Die Motopädie ist eine Form der Förderung und Therapie, die psychologische, pädagogische, sport- und erziehungswissenschaftliche mit medizinischen Erkenntnissen und Methoden verknüpft. Zentraler Ansatz ist die Bewegung, genauer die Wechselwirkung zwischen dem Körper in Bewegung und der Psyche des Menschen. Bewegung wird verstanden als ein wesentlicher Bestandteil der Persönlichkeitsentwicklung, als Teil der Auseinandersetzung des Menschen mit seinem Körper sowie mit dem materialen und sozialen Umfeld.

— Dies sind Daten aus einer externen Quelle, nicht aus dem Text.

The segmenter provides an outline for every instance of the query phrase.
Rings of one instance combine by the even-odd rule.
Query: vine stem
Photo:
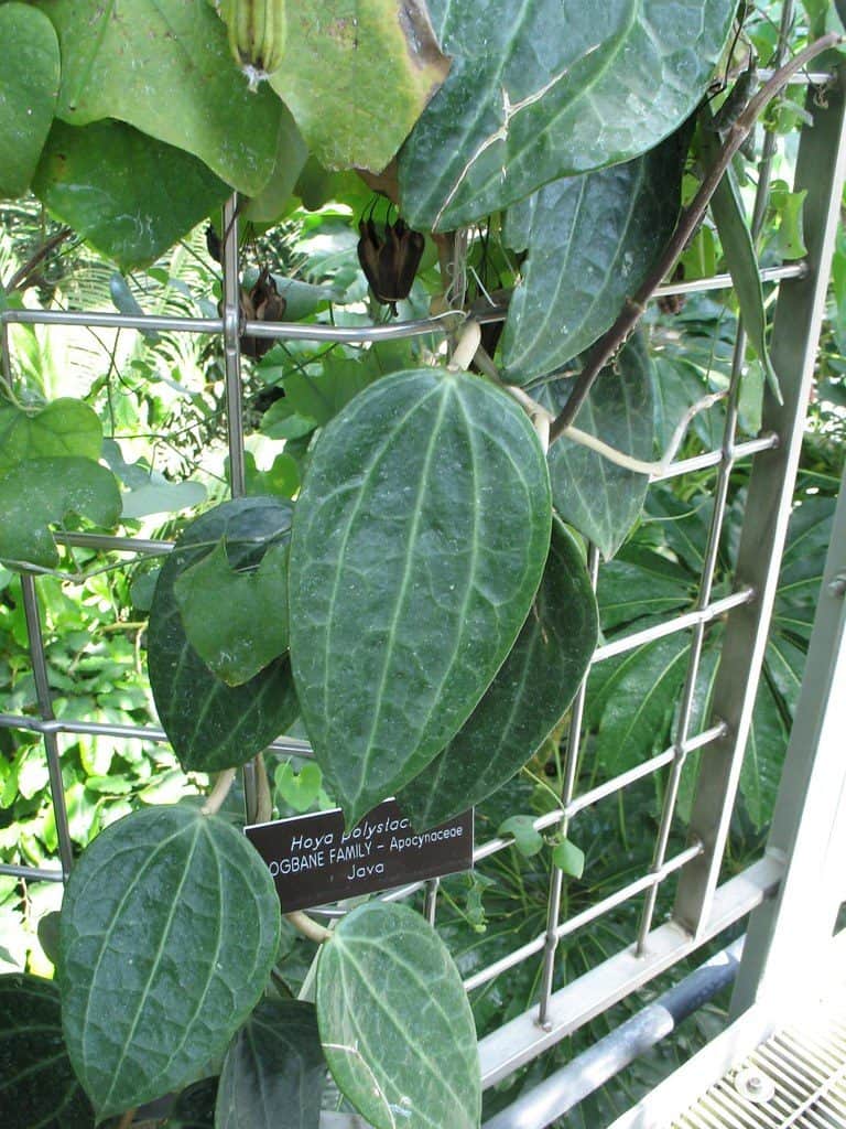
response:
[[[332,936],[331,929],[327,929],[325,925],[320,925],[319,921],[315,921],[314,918],[310,918],[308,913],[303,913],[302,910],[285,913],[285,918],[298,933],[301,933],[303,937],[308,937],[309,940],[316,940],[318,945],[323,945]]]
[[[588,399],[597,377],[640,322],[645,313],[646,301],[661,285],[664,277],[669,273],[670,268],[685,250],[688,240],[702,222],[711,198],[716,192],[720,181],[723,178],[723,174],[729,168],[734,154],[742,146],[758,117],[760,117],[773,98],[790,82],[796,71],[802,70],[802,68],[807,67],[818,55],[821,55],[825,51],[829,51],[831,47],[836,47],[843,42],[844,36],[831,32],[810,43],[803,51],[794,55],[788,63],[779,67],[755,97],[750,98],[746,110],[743,110],[728,130],[720,156],[706,173],[705,178],[699,185],[699,191],[694,196],[687,210],[682,212],[676,231],[664,248],[663,254],[634,296],[626,300],[623,313],[610,330],[599,339],[591,350],[566,406],[553,420],[549,430],[550,443],[555,443],[556,439],[561,438],[572,425],[582,404]]]
[[[223,802],[229,795],[229,789],[235,780],[235,769],[223,769],[214,781],[214,787],[203,804],[201,811],[203,815],[217,815],[223,806]]]

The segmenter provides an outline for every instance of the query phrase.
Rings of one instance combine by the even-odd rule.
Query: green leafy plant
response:
[[[143,312],[152,283],[162,305],[196,312],[180,264],[161,256],[237,192],[252,239],[266,226],[282,233],[275,244],[266,235],[255,273],[241,279],[250,321],[326,324],[337,307],[344,324],[369,324],[377,303],[396,300],[409,315],[431,307],[443,330],[416,344],[268,351],[256,332],[241,334],[257,360],[245,365],[255,429],[284,446],[265,469],[250,453],[243,497],[220,501],[213,474],[224,467],[211,472],[217,505],[164,531],[176,543],[155,561],[155,589],[146,566],[129,596],[149,604],[150,686],[182,772],[202,773],[196,789],[219,776],[204,800],[122,811],[86,842],[52,949],[61,1069],[45,1092],[32,1064],[56,1045],[55,992],[18,974],[0,981],[12,1031],[30,1000],[43,1015],[44,1042],[15,1040],[6,1052],[21,1129],[35,1123],[36,1101],[42,1121],[81,1129],[115,1117],[126,1124],[167,1094],[173,1123],[187,1124],[195,1100],[210,1106],[194,1084],[218,1077],[215,1126],[270,1126],[284,1112],[315,1129],[326,1069],[340,1100],[376,1129],[478,1126],[474,1016],[435,929],[379,900],[351,908],[335,929],[301,912],[283,924],[227,796],[235,769],[252,761],[257,822],[272,815],[275,793],[280,809],[331,798],[352,831],[396,795],[424,831],[484,804],[556,745],[598,634],[585,542],[615,557],[650,478],[721,395],[698,386],[691,358],[687,370],[659,366],[633,335],[679,256],[705,256],[686,247],[708,205],[768,394],[779,394],[731,165],[791,75],[839,36],[821,30],[732,108],[723,133],[707,97],[721,60],[732,62],[735,7],[608,3],[598,20],[575,0],[564,15],[536,0],[514,20],[503,0],[297,11],[281,0],[219,10],[205,0],[0,5],[10,76],[0,191],[32,189],[116,263],[124,273],[108,289],[122,313]],[[272,43],[254,35],[263,14],[277,20]],[[386,220],[377,240],[372,190],[404,217]],[[800,208],[782,201],[785,245],[799,242]],[[407,273],[395,245],[406,222],[420,229],[415,282],[403,277],[368,297],[349,222],[365,209],[360,230],[380,278]],[[212,256],[228,234],[212,226]],[[196,257],[192,238],[183,250]],[[713,238],[710,247],[715,255]],[[264,262],[271,253],[277,271]],[[20,301],[33,270],[15,272],[5,303]],[[133,272],[141,283],[127,281]],[[508,304],[499,351],[475,316],[492,294]],[[218,298],[206,286],[199,312],[215,316]],[[115,339],[88,395],[98,414],[79,396],[46,394],[36,334],[25,331],[15,348],[33,375],[21,368],[2,385],[5,584],[12,571],[96,583],[69,534],[118,524],[133,533],[150,515],[205,500],[202,484],[171,482],[149,455],[127,461],[118,437],[134,408],[115,396],[115,379],[144,397],[156,441],[171,443],[178,420],[161,396],[139,392],[150,383],[176,393],[186,431],[202,421],[193,469],[220,432],[220,356],[186,358],[158,331],[121,355]],[[752,408],[761,394],[759,382]],[[803,514],[813,536],[816,509]],[[686,515],[666,516],[675,526],[661,551],[629,542],[602,581],[606,630],[688,601],[700,542]],[[802,589],[812,576],[793,563]],[[785,615],[795,606],[787,597]],[[614,771],[623,749],[662,739],[686,646],[660,640],[592,675],[597,764]],[[783,721],[796,648],[792,638],[772,646],[766,684]],[[708,653],[702,716],[712,672]],[[646,686],[636,708],[623,693],[629,683]],[[265,750],[297,724],[317,765],[294,773]],[[10,788],[32,770],[19,752]],[[86,772],[82,791],[116,787],[109,767]],[[750,795],[751,786],[758,822],[764,808]],[[500,830],[573,882],[590,873],[581,840],[547,843],[529,816],[500,820]],[[464,912],[474,931],[485,928],[484,885]]]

Das menschliche Gleichgewichtssystem ist von zentraler Bedeutung, denn es steht mit dem Sehen, Hören und der Tiefenwahrnehmung in enger Verbindung. Durch Sehen nimmt man einen Raum wahr, kann die Lage von Objekten einschätzen und vorausschauend handeln. Im Bereich des schulischen Lernens ist das visuelle System auch für das Zeichnen, Schreiben und die Unterscheidung einzelner Zeichen wichtig, aber auch das Hören und die Tiefenwahrnehmung. Das menschliche Gleichgewichtssystem und seine Funktionen haben daher auch Auswirkungen auf das Rechnen, Schreiben, Zuhören, das Langzeitgedächtnis, die eigenen Körperwahrnehmung und das Selbstbewusstsein. Bei einer Gleichgewichtsstörung können somit sowohl das sozial-emotionale Verhalten als auch der kognitive Bereich betroffen sein. Manche Kinder bekommen bei diesbezüglichen Beeinträchtigungen vermehrt Angst und Konzentrationsschwierigkeiten, können dann sich nur schwer mögliche Gefahren einschätzen. Durch die Wechselwirkung von Bewegung, Wahrnehmung und dem Erleben kann die Motopädie dabei helfen, solche Gefahren zu erkennen und Kindern eine dementsprechende Handlungskompetenz vermitteln.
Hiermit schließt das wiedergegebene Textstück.